Percy Ernst washing carrots

A man (possibly Percy Ernst) washes carrots for market. Farmers in Cole Harbour sold their goods at the Halifax City Market well into the twentieth century, as their ancestors did before them. [195-?}. The Percy Ernst Album. CHRHS Archives.

Cole Harbour’s connection with the growing capital city of Halifax was getting stronger year by year.  Halifax was the destination for most of the produce coming from Cole Harbour and the Eastern Shore. Some of Cole Harbour’s produce was sold through the Halifax City Market, some peddled through the town or sold to merchants and businesses. Many of the goods were then shipped to destinations along the eastern seaboard, the West Indies and elsewhere. The city was also an important source of equipment, services, goods and luxuries. Cole Harbour businessmen travelled back and forth or boarded in the city, as did any students who aspired to a higher education. Residents of Cole Harbour looked to the city for world news and overseas mail arriving on the regular stream of ships that came into its harbour. Ferries crossing Halifax harbour did a steady business, and people from Cole Harbour, as well as further east, thought nothing of walking the long road to and from the harbour crossing.

Cattle on the dyke

Peter McNab Kuhn’s cattle on the dyke that would later be built on the harbour. Before 1917. The Wilfred Bissett Album. CHRHS Archives.

Throughout the early 19th century, however, the Cole Harbour salt marsh remained a strong focus for many of the residents. Although trade with Halifax was growing, access to the city remained an issue. Apart from getting across or around the marsh, some looked out over its broad expanse and pictured waving hayfields and fat cattle like those found on the other side of the province on the dyked lands of the Bay of Fundy. Market gardeners growing cabbages and turnips envisaged tidy rows in rich, easily cultivated plots.

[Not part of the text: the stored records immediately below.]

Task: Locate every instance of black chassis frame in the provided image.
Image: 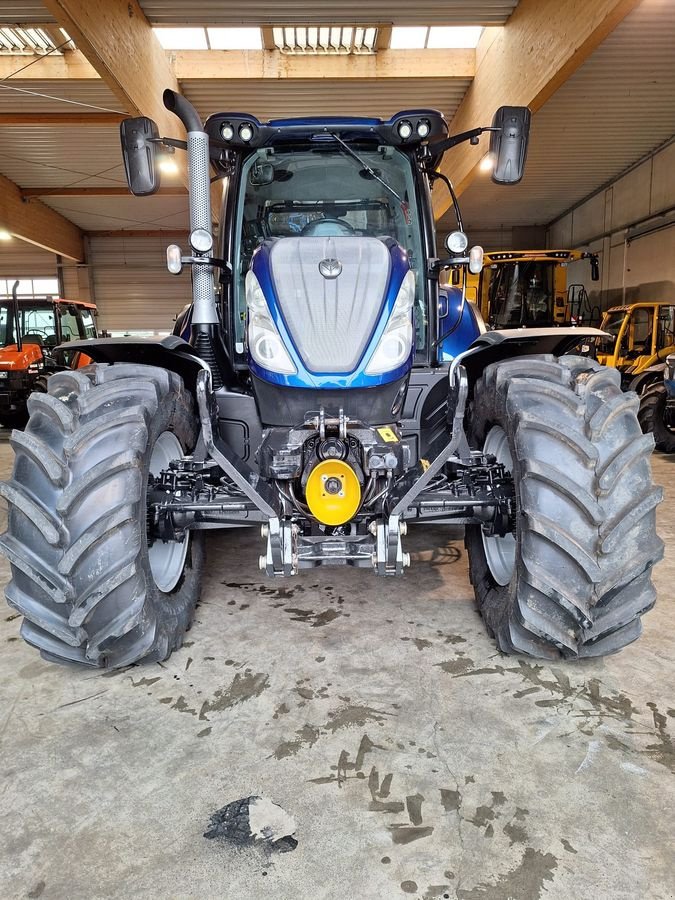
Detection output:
[60,328,602,576]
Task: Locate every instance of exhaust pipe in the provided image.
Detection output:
[163,89,232,388]
[163,89,218,326]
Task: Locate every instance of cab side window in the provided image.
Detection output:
[61,310,80,343]
[622,309,654,358]
[82,309,96,338]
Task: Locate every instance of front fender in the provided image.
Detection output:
[56,335,208,394]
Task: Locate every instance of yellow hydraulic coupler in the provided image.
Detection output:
[305,459,361,525]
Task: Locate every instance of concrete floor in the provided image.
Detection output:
[0,435,675,900]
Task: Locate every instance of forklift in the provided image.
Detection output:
[464,250,601,329]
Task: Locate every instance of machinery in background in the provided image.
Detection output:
[0,282,97,428]
[462,250,601,328]
[596,300,675,394]
[638,353,675,453]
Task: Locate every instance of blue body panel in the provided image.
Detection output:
[438,287,481,363]
[248,241,414,390]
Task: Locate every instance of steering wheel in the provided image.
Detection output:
[300,218,356,237]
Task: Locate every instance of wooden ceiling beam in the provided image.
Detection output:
[433,0,640,219]
[86,228,189,240]
[171,50,476,81]
[0,175,84,262]
[0,112,125,128]
[0,45,476,82]
[43,0,184,137]
[21,185,187,197]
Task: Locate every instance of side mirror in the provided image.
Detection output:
[490,106,530,184]
[120,116,160,197]
[469,244,483,275]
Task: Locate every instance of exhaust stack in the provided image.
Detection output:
[163,89,232,388]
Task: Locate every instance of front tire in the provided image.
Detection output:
[466,356,663,659]
[0,364,203,668]
[638,381,675,453]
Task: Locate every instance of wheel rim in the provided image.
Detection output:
[148,431,190,594]
[481,425,516,585]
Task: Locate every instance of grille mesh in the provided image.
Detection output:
[270,237,391,373]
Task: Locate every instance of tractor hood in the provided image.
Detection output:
[0,344,42,371]
[247,235,414,388]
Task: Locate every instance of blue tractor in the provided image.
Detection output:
[0,91,662,667]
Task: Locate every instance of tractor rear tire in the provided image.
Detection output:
[0,363,203,668]
[466,356,663,659]
[638,381,675,453]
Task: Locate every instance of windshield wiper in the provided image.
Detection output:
[330,131,408,207]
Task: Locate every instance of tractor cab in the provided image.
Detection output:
[596,300,675,380]
[206,110,480,384]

Others who fished in the salt marsh, or on the Atlantic at its mouth, or who harvested the plentiful game and wildfowl around the estuary, preferred it as it was.

Cole Harbour, however, was mainly a community of farmers who had little use for wilderness and held that any land uncultivated was wasted land. While they appreciated the periodic abundance of seaweed thrown up on the beach and gathered it to enrich their fields, or harvested the salt hay around the edges of the marsh to supplement winter fodder, the need to do more with the wasted marsh land gradually grew stronger.

A hand drawing of Salt Marsh fish

A hand drawing of fish found in the Salt Marsh, by Goldie Gibson, 1977.

In 1842 the community started to put their dreams into action. 32 gentlemen, mostly farmers representing the majority of the familiar surnames from the Cole Harbour area,  proposed the establishment of a joint stock company for the purpose of dyking the harbour and turning the marsh into farmland. It took three more years before the Cole Harbour Dyke Company became a legal entity with signatories including half of those at the initial meeting and a few others. In the end, the efforts to dyke the marsh failed. Several years later, the sea reclaimed the little construction that had been started, the investors accepted their losses, and the Cole Harbour salt marsh and its wildlife went on as before. The twice daily tides continued to bring nutrients and enrichment into the marsh, and to carry back to the sea a multitude of minute life forms including an abundance of hatchling and partially grown fish. Released from the safety of their nursery, they would take their chances growing to maturity in the open sea. The first dyking enterprise has been described as a brave but costly effort, little noted and almost entirely forgotten.